Recordar lo imperdonable
Lo imperdonable, creo yo, es lo irreparable, lo cruel, toda abolición de la dignidad de las personas, el mal consciente y sistemático, el abuso programado y en general todo daño que se autojustifica y no se lamenta de sus efectos. Es la infamia que no procede de alguna insignificancia humana, sino del talento destructivo y el odio como motivación. Una sociedad bien formada tiene que prefijar lo que nunca es perdonable, un catálogo de acciones repudiables contra las que, más allá de las leyes y sus previsiones penales, se responde colectivamente con el prodigio de la memoria: lo imperdonable es lo que jamás se olvida y permanece en la memoria, no por rencor o revancha, sino por necesidad de supervivencia física y moral. Por eso, no comparto la decisión del apagado del pebetero que en la academia de Arkaute homenajeaba a los quince miembros de la Ertzaintza asesinados por ETA. La memoria es una representación imborrable de lo que debe sobrevivirnos, pero también es un símbolo. Y los símbolos contribuyen a inmortalizar el recuerdo.
Al mundo de ETA se le puede perdonar su sectarismo ideológico, su furia extremista, su pobre bagaje intelectual, su retórica perversa, sus falsificaciones de la realidad, su estética cutre y el matonismo paralelo a la violencia que hemos soportado durante años. Todo esto lo olvidaremos; pero su prolongada crueldad quedará en el registro de la memoria común porque, ahora y siempre, será imperdonable. Asunto diferente es cuál debe ser la respuesta sobre los presos, que se inscribe en el proceso de normalización democrática después del cese definitivo del terrorismo. No es fácil hacer compatible la memoria contra lo imperdonable y la necesidad objetiva de que las cárceles se vacíen paso a paso. El historiador François Guizot sostenía que “es preciso perdonar mucho para no olvidar nada”, pero esta propuesta contiene cierta contradicción. Olvidar puede ser una infamia moral. Las decisiones están en el ámbito institucional y en la lucidez de sus líderes confiamos. Hay muchas actitudes radicales que desactivar, especialmente en lo referente a la politización de las víctimas, una catástrofe que ha impedido a gran parte de la ciudadanía vasca percibirlas como propias.

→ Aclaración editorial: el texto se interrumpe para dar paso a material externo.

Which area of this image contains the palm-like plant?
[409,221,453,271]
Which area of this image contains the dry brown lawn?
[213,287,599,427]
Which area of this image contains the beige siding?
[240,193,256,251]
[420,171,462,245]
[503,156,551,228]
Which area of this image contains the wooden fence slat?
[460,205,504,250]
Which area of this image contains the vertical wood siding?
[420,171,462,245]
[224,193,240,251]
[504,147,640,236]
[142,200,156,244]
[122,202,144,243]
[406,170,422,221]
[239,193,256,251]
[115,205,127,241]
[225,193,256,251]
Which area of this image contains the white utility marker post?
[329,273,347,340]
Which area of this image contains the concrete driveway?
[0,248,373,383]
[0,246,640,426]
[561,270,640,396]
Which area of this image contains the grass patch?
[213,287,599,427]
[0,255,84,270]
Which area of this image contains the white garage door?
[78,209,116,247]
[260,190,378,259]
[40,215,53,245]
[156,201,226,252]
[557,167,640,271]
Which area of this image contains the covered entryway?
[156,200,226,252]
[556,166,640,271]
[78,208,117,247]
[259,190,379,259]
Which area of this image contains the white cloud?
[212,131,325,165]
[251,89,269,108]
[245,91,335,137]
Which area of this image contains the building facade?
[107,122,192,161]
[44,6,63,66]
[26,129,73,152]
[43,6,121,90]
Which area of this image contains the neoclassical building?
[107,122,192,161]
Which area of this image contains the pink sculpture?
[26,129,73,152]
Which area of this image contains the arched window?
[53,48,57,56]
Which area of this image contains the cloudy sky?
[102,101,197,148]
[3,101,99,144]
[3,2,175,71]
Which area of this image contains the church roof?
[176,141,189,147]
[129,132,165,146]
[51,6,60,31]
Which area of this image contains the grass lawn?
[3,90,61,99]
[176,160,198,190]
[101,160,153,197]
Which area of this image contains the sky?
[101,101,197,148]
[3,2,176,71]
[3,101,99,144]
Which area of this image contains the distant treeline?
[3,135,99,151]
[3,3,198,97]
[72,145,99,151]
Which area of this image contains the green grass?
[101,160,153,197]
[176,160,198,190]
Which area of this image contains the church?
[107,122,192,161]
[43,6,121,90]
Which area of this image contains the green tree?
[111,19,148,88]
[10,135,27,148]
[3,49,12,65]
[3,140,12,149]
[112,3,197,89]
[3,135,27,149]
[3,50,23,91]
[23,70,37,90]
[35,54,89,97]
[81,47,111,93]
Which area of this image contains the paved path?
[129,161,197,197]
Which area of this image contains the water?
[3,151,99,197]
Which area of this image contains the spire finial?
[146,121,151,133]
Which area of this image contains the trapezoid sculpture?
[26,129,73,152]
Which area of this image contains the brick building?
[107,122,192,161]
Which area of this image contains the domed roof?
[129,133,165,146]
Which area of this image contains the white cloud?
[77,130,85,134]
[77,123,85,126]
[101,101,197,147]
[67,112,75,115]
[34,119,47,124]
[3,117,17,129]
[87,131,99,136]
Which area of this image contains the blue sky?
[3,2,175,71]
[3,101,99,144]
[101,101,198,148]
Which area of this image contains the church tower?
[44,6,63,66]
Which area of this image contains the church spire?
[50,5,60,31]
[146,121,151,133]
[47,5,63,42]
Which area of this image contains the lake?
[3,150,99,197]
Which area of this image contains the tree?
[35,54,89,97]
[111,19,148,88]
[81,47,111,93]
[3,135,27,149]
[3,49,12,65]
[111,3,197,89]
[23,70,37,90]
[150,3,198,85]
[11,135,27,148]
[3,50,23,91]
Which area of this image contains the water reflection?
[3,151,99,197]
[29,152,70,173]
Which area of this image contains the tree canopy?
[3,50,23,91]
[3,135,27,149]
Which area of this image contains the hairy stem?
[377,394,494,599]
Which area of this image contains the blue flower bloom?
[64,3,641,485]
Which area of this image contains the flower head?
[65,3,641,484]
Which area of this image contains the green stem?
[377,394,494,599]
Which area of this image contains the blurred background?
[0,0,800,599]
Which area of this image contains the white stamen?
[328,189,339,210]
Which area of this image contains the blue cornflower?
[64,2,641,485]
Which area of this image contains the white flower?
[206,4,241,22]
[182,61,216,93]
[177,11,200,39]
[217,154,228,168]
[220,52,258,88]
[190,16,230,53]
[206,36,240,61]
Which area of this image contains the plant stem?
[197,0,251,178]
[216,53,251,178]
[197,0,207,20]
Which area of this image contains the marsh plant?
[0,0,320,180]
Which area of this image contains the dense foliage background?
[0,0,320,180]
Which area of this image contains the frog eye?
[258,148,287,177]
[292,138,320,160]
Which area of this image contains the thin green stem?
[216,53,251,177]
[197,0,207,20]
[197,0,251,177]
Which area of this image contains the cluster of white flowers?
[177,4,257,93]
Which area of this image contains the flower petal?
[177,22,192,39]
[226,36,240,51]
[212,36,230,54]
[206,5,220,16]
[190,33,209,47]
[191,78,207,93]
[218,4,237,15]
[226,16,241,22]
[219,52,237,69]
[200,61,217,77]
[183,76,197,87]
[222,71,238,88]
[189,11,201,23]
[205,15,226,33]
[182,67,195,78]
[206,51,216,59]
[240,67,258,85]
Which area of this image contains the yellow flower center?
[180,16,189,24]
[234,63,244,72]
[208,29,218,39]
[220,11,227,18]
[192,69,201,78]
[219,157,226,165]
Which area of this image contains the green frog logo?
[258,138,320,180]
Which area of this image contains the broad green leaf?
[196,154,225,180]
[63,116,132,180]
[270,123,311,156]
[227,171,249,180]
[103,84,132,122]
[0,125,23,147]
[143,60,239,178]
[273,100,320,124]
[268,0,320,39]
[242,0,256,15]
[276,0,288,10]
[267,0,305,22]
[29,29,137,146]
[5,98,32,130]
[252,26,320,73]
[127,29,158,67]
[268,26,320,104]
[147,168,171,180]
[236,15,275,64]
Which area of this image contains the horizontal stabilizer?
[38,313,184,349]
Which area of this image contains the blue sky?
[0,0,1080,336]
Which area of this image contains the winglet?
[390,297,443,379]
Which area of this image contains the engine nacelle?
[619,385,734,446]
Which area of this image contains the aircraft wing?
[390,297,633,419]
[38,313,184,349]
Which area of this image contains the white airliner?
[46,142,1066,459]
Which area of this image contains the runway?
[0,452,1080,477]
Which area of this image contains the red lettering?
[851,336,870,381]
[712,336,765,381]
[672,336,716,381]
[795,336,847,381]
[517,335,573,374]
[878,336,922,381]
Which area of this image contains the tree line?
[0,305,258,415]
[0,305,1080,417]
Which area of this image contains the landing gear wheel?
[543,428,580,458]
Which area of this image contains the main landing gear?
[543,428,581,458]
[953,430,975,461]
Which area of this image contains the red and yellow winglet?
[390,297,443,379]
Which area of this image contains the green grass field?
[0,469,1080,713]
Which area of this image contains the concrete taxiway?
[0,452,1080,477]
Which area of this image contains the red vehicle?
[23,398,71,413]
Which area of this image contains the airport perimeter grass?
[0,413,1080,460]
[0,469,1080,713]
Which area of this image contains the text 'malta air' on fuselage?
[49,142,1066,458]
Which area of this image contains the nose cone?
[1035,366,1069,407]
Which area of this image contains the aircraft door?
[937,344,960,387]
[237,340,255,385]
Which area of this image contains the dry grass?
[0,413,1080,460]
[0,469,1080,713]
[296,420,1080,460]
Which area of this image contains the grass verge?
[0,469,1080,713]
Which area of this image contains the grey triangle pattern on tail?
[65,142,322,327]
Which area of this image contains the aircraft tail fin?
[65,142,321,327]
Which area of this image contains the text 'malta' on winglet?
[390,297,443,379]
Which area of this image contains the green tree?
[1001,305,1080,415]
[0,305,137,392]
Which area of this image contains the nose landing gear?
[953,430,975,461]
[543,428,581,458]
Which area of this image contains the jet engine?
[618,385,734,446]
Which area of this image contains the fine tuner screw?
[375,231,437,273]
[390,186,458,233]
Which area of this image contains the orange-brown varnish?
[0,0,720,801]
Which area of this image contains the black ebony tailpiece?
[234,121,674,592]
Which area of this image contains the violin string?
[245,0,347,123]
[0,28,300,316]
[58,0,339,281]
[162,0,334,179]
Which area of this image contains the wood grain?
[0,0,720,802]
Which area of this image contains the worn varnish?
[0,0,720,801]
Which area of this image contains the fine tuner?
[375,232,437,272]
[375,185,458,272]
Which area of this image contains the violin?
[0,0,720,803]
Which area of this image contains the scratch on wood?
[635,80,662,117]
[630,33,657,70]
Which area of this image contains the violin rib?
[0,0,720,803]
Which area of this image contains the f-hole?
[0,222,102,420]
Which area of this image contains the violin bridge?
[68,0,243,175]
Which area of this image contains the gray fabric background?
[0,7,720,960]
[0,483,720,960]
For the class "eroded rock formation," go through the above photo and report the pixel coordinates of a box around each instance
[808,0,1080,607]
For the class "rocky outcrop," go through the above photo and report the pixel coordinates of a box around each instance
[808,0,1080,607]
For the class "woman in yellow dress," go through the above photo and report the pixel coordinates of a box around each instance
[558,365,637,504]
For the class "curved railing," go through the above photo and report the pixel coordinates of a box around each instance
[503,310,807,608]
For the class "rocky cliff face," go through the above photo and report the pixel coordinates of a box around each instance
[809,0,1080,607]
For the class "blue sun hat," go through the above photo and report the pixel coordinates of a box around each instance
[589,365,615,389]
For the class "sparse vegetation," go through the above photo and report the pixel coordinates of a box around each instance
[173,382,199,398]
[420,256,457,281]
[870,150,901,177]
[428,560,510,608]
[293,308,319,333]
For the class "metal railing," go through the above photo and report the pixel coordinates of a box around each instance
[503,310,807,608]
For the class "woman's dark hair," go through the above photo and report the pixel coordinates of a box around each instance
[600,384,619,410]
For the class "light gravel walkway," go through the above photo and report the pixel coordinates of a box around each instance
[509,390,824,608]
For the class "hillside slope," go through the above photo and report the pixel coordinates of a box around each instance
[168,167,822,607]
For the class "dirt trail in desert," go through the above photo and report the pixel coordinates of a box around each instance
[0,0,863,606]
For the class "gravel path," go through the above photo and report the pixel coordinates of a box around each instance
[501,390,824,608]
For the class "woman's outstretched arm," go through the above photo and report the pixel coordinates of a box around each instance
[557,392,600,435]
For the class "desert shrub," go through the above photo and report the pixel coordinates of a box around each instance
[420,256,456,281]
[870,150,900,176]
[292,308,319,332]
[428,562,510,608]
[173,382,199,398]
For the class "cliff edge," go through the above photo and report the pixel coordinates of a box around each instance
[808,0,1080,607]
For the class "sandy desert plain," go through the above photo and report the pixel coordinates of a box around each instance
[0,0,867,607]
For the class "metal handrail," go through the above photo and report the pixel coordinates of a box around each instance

La memoria contra lo imperdonable no puede ser un relato escrito por las autoridades o sus siervos, ni debería quedar, como se pretende, en una instrucción que se imparte en los centros educativos como una asignatura con propósito de adoctrinamiento y retardada conmoción. Es una construcción colectiva que consolida nuestro bagaje ético y cuanto prevalece sobre las interpretaciones particulares. Es ahora, finalizada la pesadilla terrorista, cuando nos corresponde salvaguardar las cosas fundamentales, todo lo que queda por encima de la política y la historia, lo esencial y común. Temo que la sociedad vasca opte por olvidar lo imperdonable.